I have found that for some seniors a reverse mortgage can fit into their long and short term financial goal very well.  The interest rates on a reverse mortgage can be lower then the regular rate some people are paying now.  Whether a reverse mortgage is in your future or not, knowing you options is the best way to make an informed and intelligent decision.  For more information or if you have specific question feel free to contact me at (734) 669-5860 or e-mail me at dave@annarborfinancing.com or visit my web site at http://www.annarborfinancing.com/

 

David Crisp

Senior Loan Officer

Ann Arbor Mortgage Company

Bill Gillhespy
16 Sunview Blvd - Fort Myers Beach, FL
Fort Myers Beach Realtor, Fort Myers Beach Agent - Homes & Condos
David,  Thanks for a well written and presented post.  I was aware of these issues.  Thanks for the education>
Aug 15, 2007 08:17 AM
Paul Silver
Tiverton, RI
Rhode Island full service real estate firm

I hear that the costs involved, including insurance and what have you, are quite high, and I have seen these fees be upwards of 10% of the mortgage amount.

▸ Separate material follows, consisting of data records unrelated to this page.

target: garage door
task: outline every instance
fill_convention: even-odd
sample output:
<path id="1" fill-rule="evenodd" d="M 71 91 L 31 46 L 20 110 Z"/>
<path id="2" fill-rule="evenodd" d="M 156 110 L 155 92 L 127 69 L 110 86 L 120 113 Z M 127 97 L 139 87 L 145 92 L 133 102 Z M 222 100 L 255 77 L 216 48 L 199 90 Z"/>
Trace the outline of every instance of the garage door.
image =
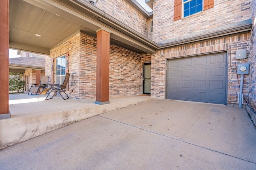
<path id="1" fill-rule="evenodd" d="M 167 61 L 168 98 L 226 104 L 226 53 Z"/>

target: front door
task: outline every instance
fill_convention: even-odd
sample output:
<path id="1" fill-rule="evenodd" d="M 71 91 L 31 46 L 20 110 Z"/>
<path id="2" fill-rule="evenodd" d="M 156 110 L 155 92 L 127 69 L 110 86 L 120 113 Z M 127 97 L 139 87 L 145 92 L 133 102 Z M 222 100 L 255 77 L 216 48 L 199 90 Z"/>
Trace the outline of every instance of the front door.
<path id="1" fill-rule="evenodd" d="M 143 64 L 143 94 L 150 94 L 151 89 L 151 63 Z"/>
<path id="2" fill-rule="evenodd" d="M 27 75 L 26 76 L 26 86 L 25 89 L 26 91 L 28 91 L 29 90 L 29 75 Z"/>

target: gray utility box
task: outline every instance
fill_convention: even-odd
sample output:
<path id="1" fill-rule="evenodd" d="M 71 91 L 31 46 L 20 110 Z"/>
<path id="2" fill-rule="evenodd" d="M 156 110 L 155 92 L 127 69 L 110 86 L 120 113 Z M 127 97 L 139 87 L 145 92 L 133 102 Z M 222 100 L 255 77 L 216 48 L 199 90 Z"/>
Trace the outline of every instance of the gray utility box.
<path id="1" fill-rule="evenodd" d="M 241 49 L 236 51 L 236 59 L 244 59 L 247 58 L 247 50 L 246 49 Z"/>
<path id="2" fill-rule="evenodd" d="M 249 74 L 249 63 L 242 63 L 237 64 L 238 74 Z"/>

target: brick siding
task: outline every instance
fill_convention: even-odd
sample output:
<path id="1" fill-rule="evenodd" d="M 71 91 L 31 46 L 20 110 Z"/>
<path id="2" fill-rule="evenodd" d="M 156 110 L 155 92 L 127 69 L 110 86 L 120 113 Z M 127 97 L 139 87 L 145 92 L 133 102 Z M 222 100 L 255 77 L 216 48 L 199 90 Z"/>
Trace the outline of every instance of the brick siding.
<path id="1" fill-rule="evenodd" d="M 145 36 L 148 20 L 124 0 L 99 0 L 96 7 Z"/>
<path id="2" fill-rule="evenodd" d="M 232 82 L 228 84 L 228 104 L 238 105 L 238 94 L 239 91 L 238 82 L 240 83 L 241 76 L 238 75 L 238 81 L 236 72 L 233 73 L 233 70 L 230 67 L 230 63 L 237 64 L 240 62 L 240 61 L 235 61 L 235 52 L 237 50 L 246 49 L 250 51 L 250 33 L 245 33 L 158 51 L 156 54 L 152 55 L 151 96 L 161 98 L 165 98 L 166 59 L 226 51 L 228 51 L 228 80 Z M 248 63 L 249 61 L 249 59 L 247 59 L 242 62 Z M 249 81 L 249 75 L 245 75 L 243 93 L 247 100 Z"/>
<path id="3" fill-rule="evenodd" d="M 214 8 L 174 21 L 174 2 L 153 3 L 153 40 L 156 43 L 251 18 L 251 0 L 215 0 Z"/>

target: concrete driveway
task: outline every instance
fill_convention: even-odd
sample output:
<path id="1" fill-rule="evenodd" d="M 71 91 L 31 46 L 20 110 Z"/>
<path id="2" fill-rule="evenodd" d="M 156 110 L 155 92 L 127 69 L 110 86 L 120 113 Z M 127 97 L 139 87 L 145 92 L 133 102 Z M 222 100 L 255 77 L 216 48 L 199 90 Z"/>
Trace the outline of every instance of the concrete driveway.
<path id="1" fill-rule="evenodd" d="M 0 150 L 0 169 L 256 169 L 245 109 L 154 100 Z"/>

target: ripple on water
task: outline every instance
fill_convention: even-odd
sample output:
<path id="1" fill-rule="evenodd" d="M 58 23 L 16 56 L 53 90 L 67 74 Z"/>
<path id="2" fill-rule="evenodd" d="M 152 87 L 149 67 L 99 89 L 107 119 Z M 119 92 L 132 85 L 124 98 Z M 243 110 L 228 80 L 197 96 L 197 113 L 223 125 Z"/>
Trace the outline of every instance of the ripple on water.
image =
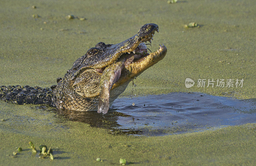
<path id="1" fill-rule="evenodd" d="M 196 93 L 118 99 L 104 115 L 69 110 L 60 113 L 70 120 L 138 135 L 163 135 L 256 122 L 254 99 Z"/>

I believe the product is new, and will evolve to a point where it will be more worth it for most people. Right now I remain skeptical, having seen how several have worked out for families I know...

We shall see...


Thanks for a good post... I appreciate hearing about these things.

Aug 15, 2007 08:33 AM
David Crisp
Ann Arbor Mortgage - Ann Arbor, MI

Paul

 

The fees we charge are about come out to 5 to 6% which includes the FHA insurance and the normal closing cost as well as out two points of profit.  They are more then a normal mortgage but not by much.  I would assume that some lenders may get a little greedy and that could be were you saw the 10%.  I think this is a great loan as long as you are in a certain situation and have certain financial goals. Thanks for your comment.

 Dave

 

Aug 15, 2007 08:44 AM
Gareth Bourriague
Benchmark Mortgage of Louisiana - Baton Rouge, LA
Benchmark Mortgage

Very informative Dave - I agree that Reverse Mortgages can be very beneficial.  It is truly a great mortgage product, and I've used it several times to make senior citizens in my area VERY happy people.

Great post!

Aug 15, 2007 08:52 AM
Anonymous
Wicha

I think that if a senior couple doens't live in their house and sing for a reversal loan are doing an ilegal thing. What do you think?

Aug 18, 2007 03:07 PM
#5
David Crisp
Ann Arbor Mortgage - Ann Arbor, MI

That's right Wicha.  A senior has to live in the home as their primary residence.